Des discussions sur “le bon et le mauvais traditionalisme”, entre autres le défi de “ne pas romantiser l’utopie d’avant le contact”, particulièrement en ce qui concerne les problèmes de genre, ont dominé tout le weekend.

Membre du panel “Localiser un Anarchisme Autochtone”, Chris Finley dit “je veux être certain que les Autochtones queer, les gens qui ont deux esprits, sont des gens sacrés. Être queer n’est pas un résultat de la colonisation, c’est une idée de con. Je veux être sûr que nous sommes des membres sacrés de notre communauté. Une des choses que nous pouvons faire, pendant que les colons se débrouillent avec leur merde, c’est de travailler sur l’homophobie dans nos communautés, parce que c’est un aspect extrêmement important de comment l’Etat colonial maintient son pouvoir, et ce sont des choses sur lesquelles nous pouvons agir maintenant.”

Brandon Benallie, de l’Infoshop Ké’, dit “le Traditionalisme n’est pas la même chose que nos modes de vie. Le Traditionalisme est comme une pièce de musée posée sur une étagère et qui vieillit, alors que nos modes de vie accumulent les connaissances et grandissent indéfiniment, ce sont les gens qui vieillissent qui ne veulent pas grandir.”

Une autre question débattue était “comment faisons-nous avec les Anciens ou réagissons-nous vis-à-vis des Anciens qui nous disent de rentrer au campement ?” Cela s’adressait essentiellement aux expériences de Standing Rock, où des Anciens ont retenu des gens à distance des lignes de front.

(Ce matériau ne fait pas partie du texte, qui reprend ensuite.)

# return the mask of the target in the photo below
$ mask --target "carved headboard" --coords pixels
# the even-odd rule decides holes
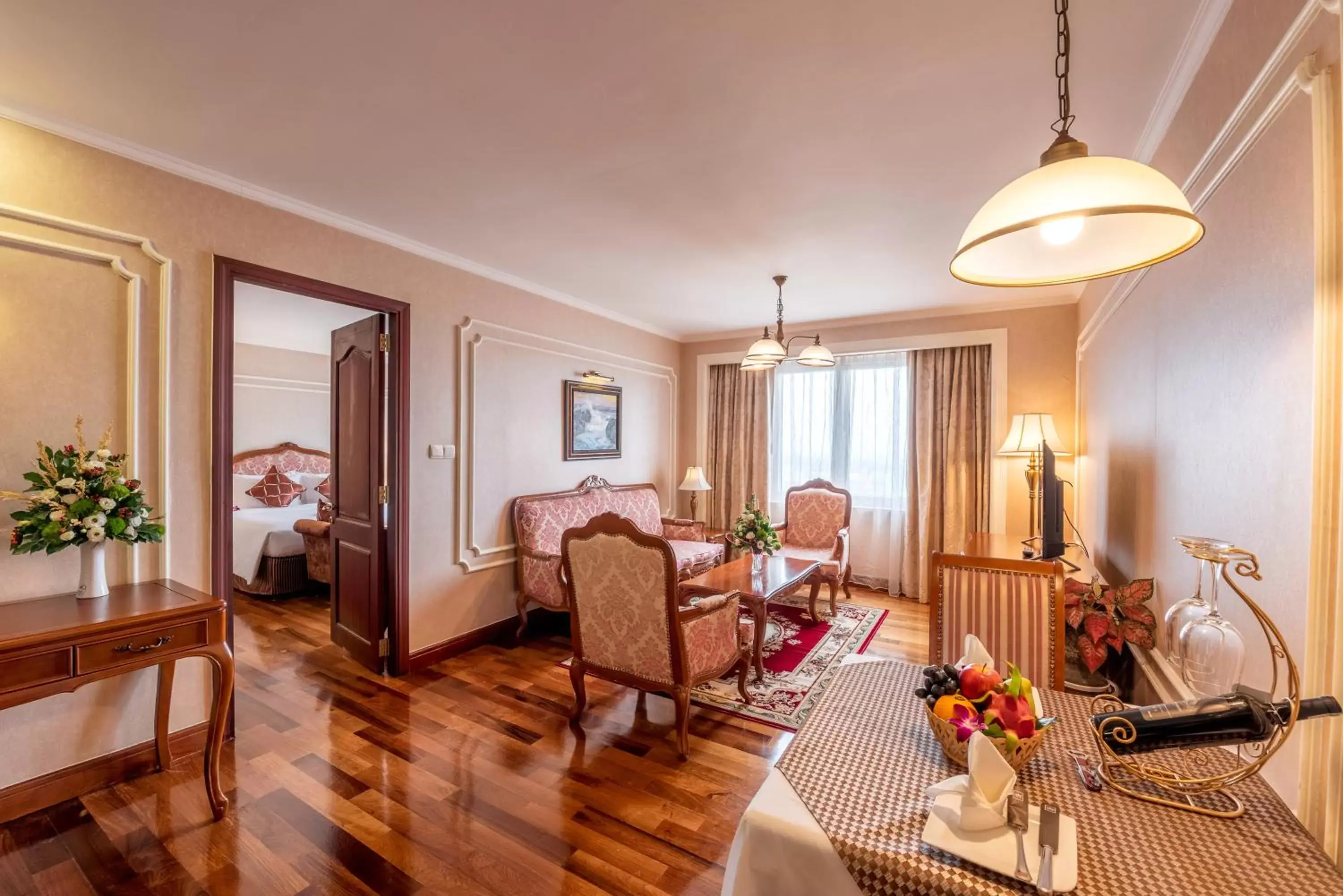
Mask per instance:
[[[274,447],[252,449],[234,455],[234,473],[265,476],[271,465],[290,473],[330,473],[332,455],[293,442],[281,442]]]

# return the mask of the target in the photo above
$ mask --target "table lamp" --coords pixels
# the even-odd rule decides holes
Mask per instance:
[[[696,492],[708,492],[712,488],[713,486],[709,485],[709,481],[706,478],[704,478],[704,467],[702,466],[688,466],[688,467],[685,467],[685,481],[681,482],[680,489],[682,492],[689,492],[690,493],[690,519],[692,520],[694,519],[694,513],[696,513],[696,509],[697,509],[696,508],[696,498],[697,498]]]
[[[1054,416],[1052,414],[1014,414],[1011,418],[1011,430],[1007,433],[1003,446],[998,449],[999,457],[1030,458],[1026,462],[1026,485],[1030,489],[1031,539],[1039,536],[1039,446],[1045,442],[1049,443],[1054,454],[1069,455],[1069,451],[1064,450],[1062,439],[1058,438],[1058,430],[1054,429]]]

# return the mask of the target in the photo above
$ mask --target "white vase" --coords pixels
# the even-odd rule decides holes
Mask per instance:
[[[75,596],[107,596],[107,543],[85,541],[79,545],[79,590]]]

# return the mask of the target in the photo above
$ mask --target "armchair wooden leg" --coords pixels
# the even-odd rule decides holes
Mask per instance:
[[[522,633],[526,631],[526,594],[522,591],[517,592],[517,639],[522,639]]]
[[[587,707],[587,686],[583,684],[583,664],[576,658],[569,662],[569,681],[573,684],[573,713],[569,724],[579,724],[583,719],[583,708]]]
[[[677,688],[672,695],[676,701],[676,750],[677,756],[690,756],[690,689]]]

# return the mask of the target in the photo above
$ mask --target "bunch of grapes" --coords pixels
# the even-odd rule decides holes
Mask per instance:
[[[924,666],[924,685],[915,688],[915,696],[932,707],[937,703],[937,697],[945,697],[959,689],[960,670],[948,662],[944,666]]]

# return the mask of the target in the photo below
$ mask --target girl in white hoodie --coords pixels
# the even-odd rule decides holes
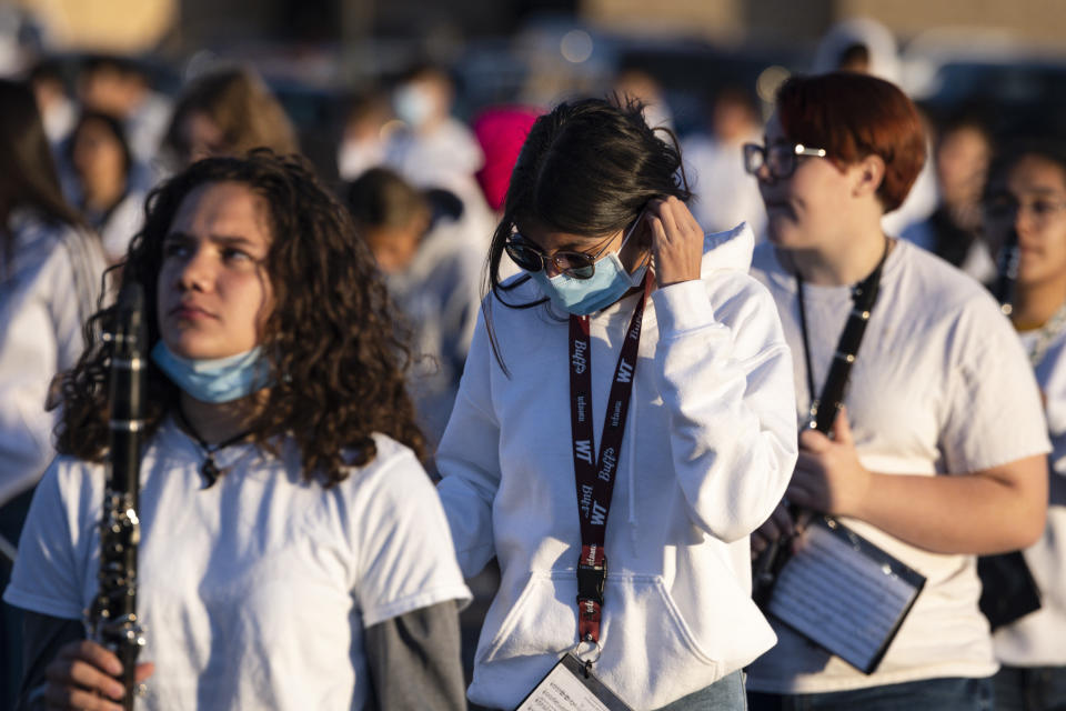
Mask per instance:
[[[680,166],[640,107],[590,99],[514,168],[438,454],[464,574],[502,571],[479,704],[516,708],[572,651],[632,709],[743,709],[774,642],[747,537],[796,455],[792,361],[751,230],[704,237]]]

Des anecdotes ont été racontées, qui ne nous fournissaient pas de tactique claire, à part reconnaître qu’il y a “des Anciens qui vieillissent”, et que c’est un défi pour nous de comprendre comment réagir à cette dynamique fondée sur les situations dans nos communautés. Julie Richards, aka MAMA Julz, une protectrice de l’eau de Mothers Against Meth Alliance, dit : “Je veux faire partie de ces Anciens qui s’enchaînent encore sur les lignes de front pour sauver nos territoires et les générations futures.”

Les politiques concernant l’identité ont aussi dominé, entre autres la mention d’un manque d’attention aux problèmes des transsexuels et des Afro-Autochtones. Les questions sur la politique d’identité ont porté spécialement sur les Autochtones supposés ‘passer pour Blanc’ [pour cause de métissage de leurs ancêtres – NdT]. Cela a provoqué des questions sur les tentatives coloniales de “génocide de papiers.” Une personne Afro-Autochtone transsexuelle a dit que leur lutte les mène à “être haïs par la société et les gens pour qui ils se battent.” Il y eut de nombreux appels pour que les espaces d’organisations se concentrent sur les voix de transsexuels et d’Afro-Autochtones. Il y eut aussi des appels à combattre l’hostilité à ce qui est Noir dans l’organisation des Autochtones (comme la cooptation de Black Lives Matter par Native Lives Matter) et à inclure plus largement dans le mouvement Femmes Autochtones Disparues ou Assassinées [Missing and Murdered Indigenous Women – #mmiw] les transsexuels et les parents avec deux esprits, confrontés à la violence hétéro-patriarcale, en ajoutant #mmiwgts.

Les territoires et les lieux étaient au centre de toutes les conversations, bien qu’il fût fait remarquer que “si Autochtone veut dire appartenant à la terre, qui n’est pas anarchiste Autochtone ?” et que le terme “Île de la Tortue” était trop limité et trop exclusif. Ces tensions ont conduit certains participants Diné et d’autres Autochtones à clarifier la notion que leur anarchisme est une tendance spécifique à cause de leurs différents contextes culturels.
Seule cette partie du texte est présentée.